Compared to this, the damage caused by radioactive radiation is small. Depending on the method of calculation used, the wear and tear caused by oxygen is a hundred to a million times greater than the damage resulting from ordinary background radiation. Almost all of this damage is repaired, and a large repair crew of enzymes is constantly at work.

Exxposure to radiation is said to be a major cause for cancer: a subject Sanders’ book deals with in great detail, focusing – as its title indicates – on the Linear-No-Threshold-hypothesis (LNT).

LNT is the generally used method to estimate radiation damage, and more particularly the risk of radioactively induced cancer. A very simple method, whereby all radiation doses a population has been exposed to are added up and then divided by 20 to give the number of cancer deaths. So, for example, if 100 million people are exposed to 1 millisievert per year for twenty years the calculation would be as follows: one hundred million times 1 millisievert per year times 20 years equals two billion millisievert, which equals 2 million sievert. Dividing 2,000,000 by 20 gives 100,000. This is the number of cancer-related deaths you can expect.

A method of calculation subject to critics and criticisms, indeed: why this division by 20? What is it based on? Well, it dates back to some of the earliest tests on survivors of the atom bombs of Hiroshima and Nagasaki. A group who had been given an average of 1 sievert each in a single dose showed a percentage of people contracting cancer of 38 percent instead of the 33 percent observed in a comparable non-exposed group. So 1 sievert means 5 percent more people die of cancer. This single piece of data forms the basis for the calculation 1 sievert = 5 percent (1/20) extra cancer risk.

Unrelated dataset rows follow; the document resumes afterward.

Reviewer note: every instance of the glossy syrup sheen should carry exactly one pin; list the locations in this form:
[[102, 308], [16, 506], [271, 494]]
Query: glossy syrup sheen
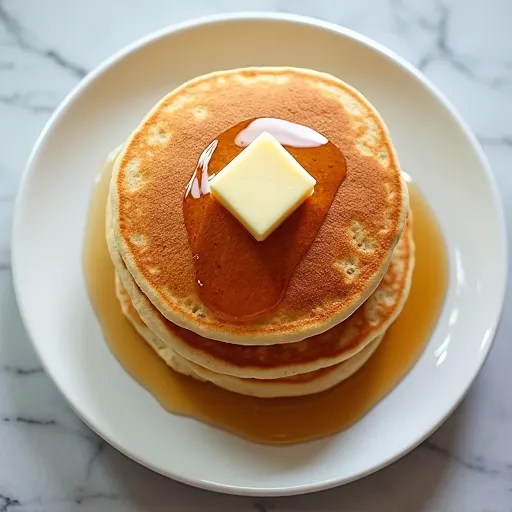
[[280, 421], [237, 277]]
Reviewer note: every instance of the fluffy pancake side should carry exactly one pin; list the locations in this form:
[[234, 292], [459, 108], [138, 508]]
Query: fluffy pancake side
[[282, 360], [299, 385]]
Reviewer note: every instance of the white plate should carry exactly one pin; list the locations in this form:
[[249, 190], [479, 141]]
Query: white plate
[[434, 146]]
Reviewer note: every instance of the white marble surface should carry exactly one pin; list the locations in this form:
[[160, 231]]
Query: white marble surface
[[49, 461]]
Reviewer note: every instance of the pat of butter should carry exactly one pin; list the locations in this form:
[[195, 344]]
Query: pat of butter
[[262, 186]]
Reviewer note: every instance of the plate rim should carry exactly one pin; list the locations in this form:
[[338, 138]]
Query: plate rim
[[296, 19]]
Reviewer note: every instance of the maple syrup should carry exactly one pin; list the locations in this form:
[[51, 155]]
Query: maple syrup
[[277, 420], [239, 278]]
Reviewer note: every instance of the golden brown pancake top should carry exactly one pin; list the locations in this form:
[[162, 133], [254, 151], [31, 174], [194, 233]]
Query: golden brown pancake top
[[354, 244]]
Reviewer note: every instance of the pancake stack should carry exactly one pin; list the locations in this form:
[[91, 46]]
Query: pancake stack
[[345, 292]]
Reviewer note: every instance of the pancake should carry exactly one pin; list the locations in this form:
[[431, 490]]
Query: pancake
[[353, 247], [278, 361], [299, 385]]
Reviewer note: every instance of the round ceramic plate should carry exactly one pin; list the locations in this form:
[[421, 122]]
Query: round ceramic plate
[[435, 147]]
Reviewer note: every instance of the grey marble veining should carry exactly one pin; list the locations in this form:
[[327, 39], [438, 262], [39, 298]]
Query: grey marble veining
[[49, 461]]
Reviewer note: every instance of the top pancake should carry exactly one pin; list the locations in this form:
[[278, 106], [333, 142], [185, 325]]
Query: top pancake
[[353, 247]]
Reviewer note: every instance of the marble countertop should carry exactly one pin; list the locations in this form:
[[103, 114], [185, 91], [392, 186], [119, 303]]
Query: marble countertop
[[50, 461]]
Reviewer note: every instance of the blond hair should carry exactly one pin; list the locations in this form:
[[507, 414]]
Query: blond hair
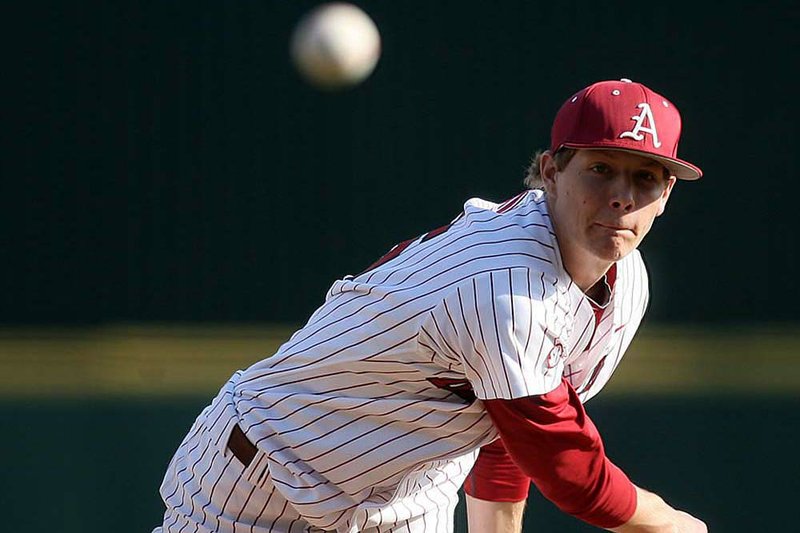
[[533, 176]]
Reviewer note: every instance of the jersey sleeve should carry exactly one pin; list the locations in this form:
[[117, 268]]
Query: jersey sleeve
[[494, 325], [551, 439]]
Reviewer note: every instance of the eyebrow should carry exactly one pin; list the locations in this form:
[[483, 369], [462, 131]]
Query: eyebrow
[[614, 155]]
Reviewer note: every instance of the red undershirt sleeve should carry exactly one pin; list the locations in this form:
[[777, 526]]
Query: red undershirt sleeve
[[495, 477], [554, 442]]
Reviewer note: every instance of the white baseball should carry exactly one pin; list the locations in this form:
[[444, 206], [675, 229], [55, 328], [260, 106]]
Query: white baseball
[[335, 45]]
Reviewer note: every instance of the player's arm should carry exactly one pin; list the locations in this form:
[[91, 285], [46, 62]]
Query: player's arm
[[654, 515], [494, 517], [496, 491], [552, 440]]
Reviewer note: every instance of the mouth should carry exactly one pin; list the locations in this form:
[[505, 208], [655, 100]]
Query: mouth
[[615, 229]]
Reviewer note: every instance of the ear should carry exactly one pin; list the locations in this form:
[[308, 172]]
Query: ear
[[548, 170], [665, 195]]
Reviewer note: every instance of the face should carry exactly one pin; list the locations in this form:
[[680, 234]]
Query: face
[[604, 202]]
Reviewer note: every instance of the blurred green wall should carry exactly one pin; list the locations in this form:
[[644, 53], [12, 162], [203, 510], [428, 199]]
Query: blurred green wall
[[164, 161]]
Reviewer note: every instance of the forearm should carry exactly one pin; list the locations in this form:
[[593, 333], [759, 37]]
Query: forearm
[[654, 515], [494, 517]]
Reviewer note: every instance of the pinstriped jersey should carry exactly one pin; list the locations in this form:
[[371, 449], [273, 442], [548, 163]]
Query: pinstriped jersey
[[373, 406]]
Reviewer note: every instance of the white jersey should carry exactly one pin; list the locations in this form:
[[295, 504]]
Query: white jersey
[[366, 414]]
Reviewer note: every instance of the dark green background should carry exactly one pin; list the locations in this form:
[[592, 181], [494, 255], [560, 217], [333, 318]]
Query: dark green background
[[163, 161]]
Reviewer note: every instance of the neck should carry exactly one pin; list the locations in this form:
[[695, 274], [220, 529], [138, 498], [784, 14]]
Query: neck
[[584, 269]]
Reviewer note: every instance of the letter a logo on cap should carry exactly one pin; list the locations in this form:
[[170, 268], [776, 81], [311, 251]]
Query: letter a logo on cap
[[639, 129]]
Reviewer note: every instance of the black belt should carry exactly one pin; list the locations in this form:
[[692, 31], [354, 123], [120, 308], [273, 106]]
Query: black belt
[[242, 448]]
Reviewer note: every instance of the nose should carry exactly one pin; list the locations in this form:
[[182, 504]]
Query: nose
[[621, 197]]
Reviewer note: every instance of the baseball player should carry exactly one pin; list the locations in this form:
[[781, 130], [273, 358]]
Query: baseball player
[[461, 357]]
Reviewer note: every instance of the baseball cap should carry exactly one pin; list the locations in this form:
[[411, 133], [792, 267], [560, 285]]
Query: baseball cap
[[623, 115]]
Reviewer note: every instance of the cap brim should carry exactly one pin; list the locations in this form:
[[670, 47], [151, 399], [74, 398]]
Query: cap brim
[[677, 167]]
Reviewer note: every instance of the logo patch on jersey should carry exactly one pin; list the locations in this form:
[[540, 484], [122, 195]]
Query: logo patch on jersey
[[460, 387], [557, 352], [640, 128]]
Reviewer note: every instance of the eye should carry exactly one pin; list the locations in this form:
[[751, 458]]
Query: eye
[[647, 176], [600, 168]]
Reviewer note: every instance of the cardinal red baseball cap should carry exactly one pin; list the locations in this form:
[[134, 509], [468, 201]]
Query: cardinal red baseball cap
[[623, 115]]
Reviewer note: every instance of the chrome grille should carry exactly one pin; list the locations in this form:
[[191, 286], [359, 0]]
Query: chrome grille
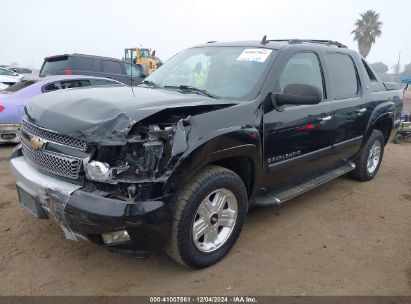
[[31, 129], [55, 163]]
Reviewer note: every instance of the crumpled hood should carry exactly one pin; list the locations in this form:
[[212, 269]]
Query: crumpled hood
[[105, 115]]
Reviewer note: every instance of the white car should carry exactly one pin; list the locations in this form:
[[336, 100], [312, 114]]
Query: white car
[[6, 81], [6, 72]]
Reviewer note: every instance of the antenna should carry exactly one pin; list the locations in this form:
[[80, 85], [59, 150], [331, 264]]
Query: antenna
[[131, 72]]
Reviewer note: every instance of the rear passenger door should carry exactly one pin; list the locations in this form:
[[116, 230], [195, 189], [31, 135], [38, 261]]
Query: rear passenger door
[[297, 138], [350, 111]]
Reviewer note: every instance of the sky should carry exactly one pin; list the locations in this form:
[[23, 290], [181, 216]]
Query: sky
[[33, 29]]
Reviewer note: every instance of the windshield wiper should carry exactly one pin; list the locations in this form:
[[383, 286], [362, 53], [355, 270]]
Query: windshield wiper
[[193, 90], [150, 83]]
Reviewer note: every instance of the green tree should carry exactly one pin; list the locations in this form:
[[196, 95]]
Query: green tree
[[366, 30], [379, 67]]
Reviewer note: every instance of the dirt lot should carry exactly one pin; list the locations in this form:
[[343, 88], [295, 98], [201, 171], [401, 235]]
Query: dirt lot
[[345, 238]]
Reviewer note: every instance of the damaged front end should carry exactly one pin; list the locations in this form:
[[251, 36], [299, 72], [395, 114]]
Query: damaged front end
[[145, 161], [117, 196]]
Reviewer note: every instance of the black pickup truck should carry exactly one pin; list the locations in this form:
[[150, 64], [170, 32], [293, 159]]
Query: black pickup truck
[[176, 162]]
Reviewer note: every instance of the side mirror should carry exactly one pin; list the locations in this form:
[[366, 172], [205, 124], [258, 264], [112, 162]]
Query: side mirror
[[297, 94]]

But this is a nonsensical calculation. Incremental exposure is less damaging than a dose that is given all at once. Just like regularly running or fasting moderately. In other words, the phenomenon of hormesis is totally ignored.

This very mechanisms of incremental exposure can be applied to radioactivity. In Ramsar in Iran the soil produces a lot of radon, and the background radiation there reaches values of up to 700 millisievert per year. According to the LNT hypothesis, living there for 20 years would lead to about 100 percent of the people dying of cancer, but the villagers there seem to suffer from nothing except a slightly more active immune system.

So what can we conclude from all of this? The LNT–hypothesis is extrapolated to include low doses, but there is no proof for it at all. LNT makes it actually easier to impose strict regulations on the use of nuclear energy. Rules which are extremely costly, but easy to check. A situation not dissimilar to that in the early days of the automobiles. The British authorities were so afraid of the (admittedly potentially lethal) risks posed by cars on the roads that they stipulated (in 1865) that a man with a red flag should walk in front of these so-called road locomotives. It was only in 1896 that the law was relaxed slightly and the maximum speed for automobiles increased to that of bicycles (22 km/h).